"I don't take this for granted," Anthony Calhoun told a standing room only crowd at Woodland Country Club in Carmel last June. "It means a lot to me that people would take time to invest in something that's dear to my heart."
For the sports director at WISH-TV, it goes back to his parents and the values he was raised with in Evansville, Indiana.
"It's just instilled in me that you can't live life without giving back to others. It just doesn't work," he says. "I know from what I do for a living – I have to give back. I've been given this wonderful platform, not just to be on TV and talk every night. You need to be involved with your community, you need to invest in young people's lives – make a difference."
And he's doing that in a major way.
Now in its 13th year, the AC Charity Golf Classic has been a game changer for Teachers' Treasures, the beneficiary organization for the last four years.

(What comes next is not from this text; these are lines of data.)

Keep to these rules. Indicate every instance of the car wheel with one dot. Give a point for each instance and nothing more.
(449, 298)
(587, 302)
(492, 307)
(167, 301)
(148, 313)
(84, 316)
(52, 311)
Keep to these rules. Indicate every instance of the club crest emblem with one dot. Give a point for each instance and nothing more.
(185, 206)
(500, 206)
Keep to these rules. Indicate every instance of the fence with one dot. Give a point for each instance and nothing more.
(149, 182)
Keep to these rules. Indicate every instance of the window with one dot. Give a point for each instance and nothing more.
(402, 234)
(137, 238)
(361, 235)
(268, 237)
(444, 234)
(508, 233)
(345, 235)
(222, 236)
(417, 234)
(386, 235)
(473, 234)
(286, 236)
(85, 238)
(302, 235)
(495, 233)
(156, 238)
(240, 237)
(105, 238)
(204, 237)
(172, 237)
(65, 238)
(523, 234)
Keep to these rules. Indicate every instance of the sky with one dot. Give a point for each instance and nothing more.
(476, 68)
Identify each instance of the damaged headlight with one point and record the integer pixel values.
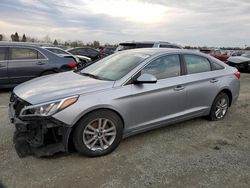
(47, 109)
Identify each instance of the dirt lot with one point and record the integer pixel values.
(195, 153)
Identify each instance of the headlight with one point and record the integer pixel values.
(47, 109)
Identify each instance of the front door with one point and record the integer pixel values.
(155, 103)
(3, 66)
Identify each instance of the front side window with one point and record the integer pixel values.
(116, 66)
(2, 54)
(164, 67)
(196, 64)
(25, 53)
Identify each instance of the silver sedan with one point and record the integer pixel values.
(121, 95)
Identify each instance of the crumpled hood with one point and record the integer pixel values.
(238, 59)
(60, 85)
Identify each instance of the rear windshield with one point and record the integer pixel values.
(127, 46)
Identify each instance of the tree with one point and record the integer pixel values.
(24, 38)
(15, 37)
(47, 39)
(74, 44)
(96, 44)
(55, 42)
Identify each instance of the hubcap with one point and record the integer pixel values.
(221, 108)
(99, 134)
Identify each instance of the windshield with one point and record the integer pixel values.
(246, 55)
(57, 51)
(115, 67)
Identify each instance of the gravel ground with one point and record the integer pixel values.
(195, 153)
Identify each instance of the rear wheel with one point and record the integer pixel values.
(220, 107)
(98, 133)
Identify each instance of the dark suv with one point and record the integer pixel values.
(132, 45)
(20, 62)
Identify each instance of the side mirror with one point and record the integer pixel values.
(146, 79)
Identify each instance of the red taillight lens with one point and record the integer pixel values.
(237, 74)
(72, 64)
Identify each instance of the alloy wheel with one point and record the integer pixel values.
(221, 108)
(99, 134)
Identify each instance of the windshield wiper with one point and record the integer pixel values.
(92, 76)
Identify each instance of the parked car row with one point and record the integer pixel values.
(20, 63)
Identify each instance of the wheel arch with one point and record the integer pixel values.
(229, 94)
(70, 138)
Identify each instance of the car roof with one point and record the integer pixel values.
(24, 44)
(155, 51)
(144, 42)
(81, 48)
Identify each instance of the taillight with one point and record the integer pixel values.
(237, 74)
(72, 64)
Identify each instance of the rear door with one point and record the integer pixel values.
(201, 83)
(24, 64)
(3, 66)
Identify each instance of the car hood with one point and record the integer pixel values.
(238, 59)
(60, 85)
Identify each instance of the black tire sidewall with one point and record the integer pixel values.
(213, 109)
(80, 126)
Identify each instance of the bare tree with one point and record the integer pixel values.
(47, 39)
(24, 38)
(15, 37)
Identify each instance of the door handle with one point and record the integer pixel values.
(179, 88)
(214, 80)
(40, 63)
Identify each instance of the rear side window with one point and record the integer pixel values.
(74, 51)
(25, 53)
(164, 46)
(196, 64)
(164, 67)
(2, 54)
(216, 66)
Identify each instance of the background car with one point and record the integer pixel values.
(242, 63)
(223, 56)
(82, 61)
(109, 50)
(61, 52)
(124, 94)
(20, 62)
(93, 54)
(133, 45)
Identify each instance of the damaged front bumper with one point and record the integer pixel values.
(41, 136)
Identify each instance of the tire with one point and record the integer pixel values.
(98, 133)
(47, 73)
(220, 107)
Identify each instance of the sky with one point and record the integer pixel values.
(186, 22)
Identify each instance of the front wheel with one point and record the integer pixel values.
(220, 107)
(98, 133)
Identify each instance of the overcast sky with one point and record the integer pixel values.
(186, 22)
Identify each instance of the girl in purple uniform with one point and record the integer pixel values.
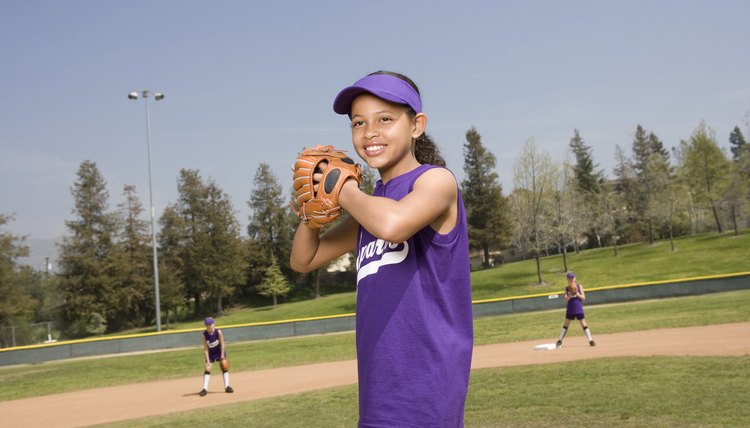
(214, 350)
(414, 321)
(574, 309)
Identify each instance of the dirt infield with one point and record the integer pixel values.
(118, 403)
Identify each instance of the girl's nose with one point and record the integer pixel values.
(371, 132)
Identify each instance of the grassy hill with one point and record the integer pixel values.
(701, 255)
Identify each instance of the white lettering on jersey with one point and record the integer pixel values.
(390, 256)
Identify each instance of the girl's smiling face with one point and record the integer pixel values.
(383, 134)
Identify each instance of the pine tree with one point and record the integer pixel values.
(737, 140)
(135, 285)
(486, 208)
(202, 243)
(647, 149)
(533, 179)
(87, 256)
(705, 170)
(16, 305)
(587, 179)
(274, 284)
(270, 228)
(223, 262)
(172, 242)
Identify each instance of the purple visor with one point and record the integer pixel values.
(384, 86)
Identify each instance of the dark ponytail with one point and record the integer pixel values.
(425, 150)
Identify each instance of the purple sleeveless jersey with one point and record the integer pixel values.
(575, 306)
(414, 322)
(214, 345)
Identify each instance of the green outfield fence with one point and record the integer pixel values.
(345, 322)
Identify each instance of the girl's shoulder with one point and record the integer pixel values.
(437, 175)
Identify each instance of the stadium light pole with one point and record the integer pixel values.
(157, 96)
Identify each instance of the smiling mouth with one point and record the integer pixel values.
(369, 149)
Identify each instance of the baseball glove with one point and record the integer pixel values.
(320, 207)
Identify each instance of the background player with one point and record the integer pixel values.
(214, 349)
(574, 296)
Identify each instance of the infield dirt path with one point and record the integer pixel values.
(102, 405)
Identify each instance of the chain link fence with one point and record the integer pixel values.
(27, 334)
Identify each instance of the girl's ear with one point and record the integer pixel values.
(420, 124)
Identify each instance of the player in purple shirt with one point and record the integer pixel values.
(574, 309)
(214, 349)
(414, 320)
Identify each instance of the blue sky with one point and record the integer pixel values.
(249, 82)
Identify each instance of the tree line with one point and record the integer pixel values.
(207, 264)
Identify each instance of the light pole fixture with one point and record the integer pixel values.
(157, 96)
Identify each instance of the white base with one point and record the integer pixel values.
(545, 347)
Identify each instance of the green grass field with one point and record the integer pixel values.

"My first year at Teachers' Treasures, the budget was $300,000. And we've doubled that budget and a lot of that has to do with Anthony Calhoun," says Executive Director Margaret Sheehan.

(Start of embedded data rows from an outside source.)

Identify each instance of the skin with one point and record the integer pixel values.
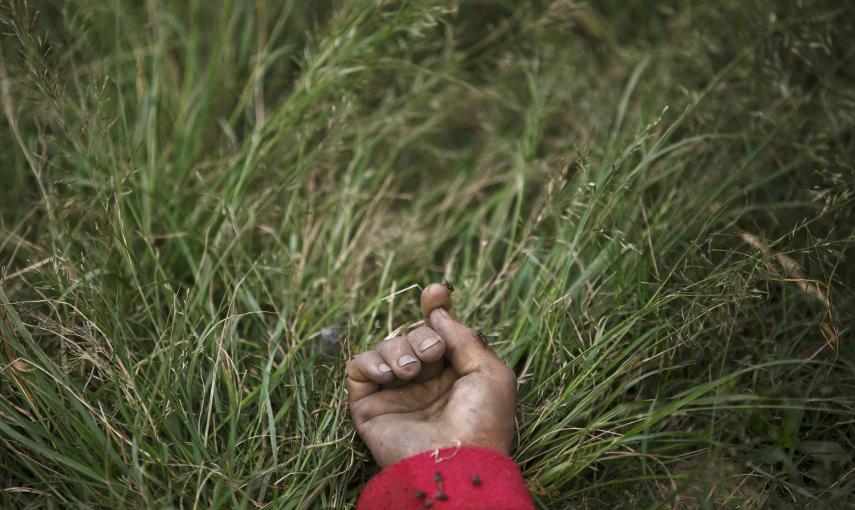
(436, 386)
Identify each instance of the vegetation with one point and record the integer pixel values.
(208, 207)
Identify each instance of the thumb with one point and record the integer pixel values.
(435, 296)
(463, 346)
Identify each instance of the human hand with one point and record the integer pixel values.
(435, 387)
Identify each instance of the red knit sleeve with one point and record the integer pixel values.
(468, 477)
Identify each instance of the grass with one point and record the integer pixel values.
(206, 205)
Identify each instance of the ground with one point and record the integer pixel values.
(208, 207)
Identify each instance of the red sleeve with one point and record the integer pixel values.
(468, 477)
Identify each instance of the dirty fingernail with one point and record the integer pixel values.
(405, 360)
(427, 344)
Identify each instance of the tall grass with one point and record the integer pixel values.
(207, 206)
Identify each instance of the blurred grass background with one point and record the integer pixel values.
(648, 207)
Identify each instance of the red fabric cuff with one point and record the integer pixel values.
(468, 477)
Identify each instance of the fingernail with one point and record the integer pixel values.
(427, 344)
(405, 360)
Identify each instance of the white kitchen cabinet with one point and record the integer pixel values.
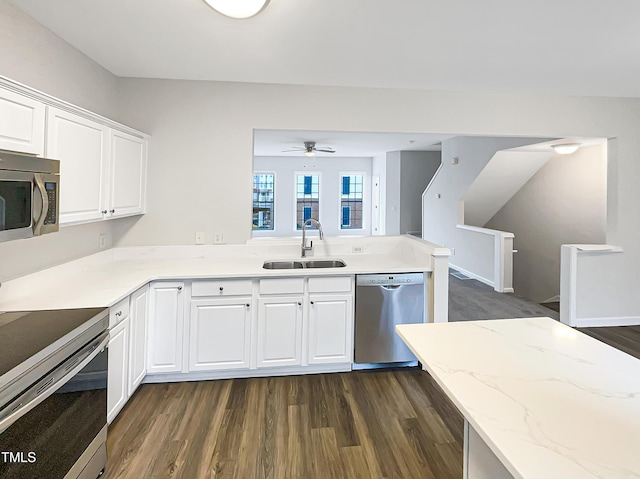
(138, 319)
(117, 380)
(166, 324)
(220, 333)
(22, 123)
(330, 331)
(82, 146)
(128, 175)
(279, 331)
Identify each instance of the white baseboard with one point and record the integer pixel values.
(247, 373)
(473, 275)
(611, 321)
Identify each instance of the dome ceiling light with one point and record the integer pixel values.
(238, 8)
(566, 148)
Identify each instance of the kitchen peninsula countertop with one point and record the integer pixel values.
(548, 400)
(103, 279)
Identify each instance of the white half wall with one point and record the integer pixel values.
(565, 202)
(34, 56)
(329, 169)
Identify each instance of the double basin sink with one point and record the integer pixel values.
(302, 264)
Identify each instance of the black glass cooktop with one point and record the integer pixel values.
(24, 334)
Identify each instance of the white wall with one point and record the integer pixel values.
(392, 180)
(565, 202)
(416, 170)
(32, 55)
(329, 169)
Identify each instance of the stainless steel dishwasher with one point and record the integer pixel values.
(382, 301)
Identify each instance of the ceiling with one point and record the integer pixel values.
(346, 144)
(572, 47)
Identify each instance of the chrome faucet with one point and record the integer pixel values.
(309, 222)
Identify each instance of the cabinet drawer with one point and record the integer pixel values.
(118, 312)
(330, 284)
(221, 287)
(282, 286)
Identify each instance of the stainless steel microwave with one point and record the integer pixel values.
(29, 196)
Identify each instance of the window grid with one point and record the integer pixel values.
(307, 199)
(352, 187)
(263, 201)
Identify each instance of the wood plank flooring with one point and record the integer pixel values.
(366, 424)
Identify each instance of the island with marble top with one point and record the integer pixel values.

Started by a former colleague, Calhoun initially came into the tournament in a supporting role.
"She would need someone to help her out to get celebrities. And the fact that I was in the sports world, I knew a lot of the celebrities," he says. "So, I jumped on board in 2004 and every year I would get more involved and eventually, I took it on myself."
Today, it's the charity golf event of the summer.

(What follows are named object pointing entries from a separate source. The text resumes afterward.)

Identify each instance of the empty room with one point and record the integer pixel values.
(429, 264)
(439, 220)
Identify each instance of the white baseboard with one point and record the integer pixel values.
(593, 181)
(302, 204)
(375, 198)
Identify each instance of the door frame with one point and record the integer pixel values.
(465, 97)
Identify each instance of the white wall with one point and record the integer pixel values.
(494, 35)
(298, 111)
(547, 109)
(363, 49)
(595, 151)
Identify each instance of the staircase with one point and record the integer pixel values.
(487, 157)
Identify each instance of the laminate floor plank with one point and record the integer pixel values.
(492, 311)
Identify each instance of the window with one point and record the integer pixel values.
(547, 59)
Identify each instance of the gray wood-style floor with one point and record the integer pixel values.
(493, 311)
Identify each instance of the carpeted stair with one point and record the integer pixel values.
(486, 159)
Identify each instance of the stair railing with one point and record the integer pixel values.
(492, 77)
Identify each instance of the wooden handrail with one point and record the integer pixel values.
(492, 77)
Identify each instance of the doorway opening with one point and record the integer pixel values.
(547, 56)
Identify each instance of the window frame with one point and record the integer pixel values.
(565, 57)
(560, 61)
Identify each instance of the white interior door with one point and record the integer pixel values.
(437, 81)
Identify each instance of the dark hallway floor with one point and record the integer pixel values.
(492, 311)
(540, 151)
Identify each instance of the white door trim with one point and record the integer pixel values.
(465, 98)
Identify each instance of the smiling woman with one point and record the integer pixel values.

"Years ago, we called up, 'Who's going to be there? Who's going to show up?' But now, I don't even think about that. Because what's the day really about? It's not about the celebrities. It's about everyone coming together, having a good time, and raising money for Teachers' Treasures."
This year, they raised $150,000.
"We have raised more money when the beneficiary has been Teachers' Treasures," Calhoun says. "Because who doesn't have a teacher who they love? Everyone is connected to someone who is a teacher, their daughter is a teacher, their son is a teacher. There's a connection there."
Calhoun has his own connection.
"I had some great teachers growing up," he says. "First grade teacher, Mrs. McWilliams, one of my all time favorites. But most of the teachers who impacted me where in high school."
And he knows he wouldn't be where he is today without them.
"Education, for me, opened up so many doors. In high school, I tried to make the best grades I possibly could, which opened doors for me to be able to go to Syracuse. And then even at Syracuse, that education alone gave me opportunities in the broadcasting industry, which eventually led me to have a job right out of college."
And his tournament wouldn't be where it is today without the support of organizations like the Colts.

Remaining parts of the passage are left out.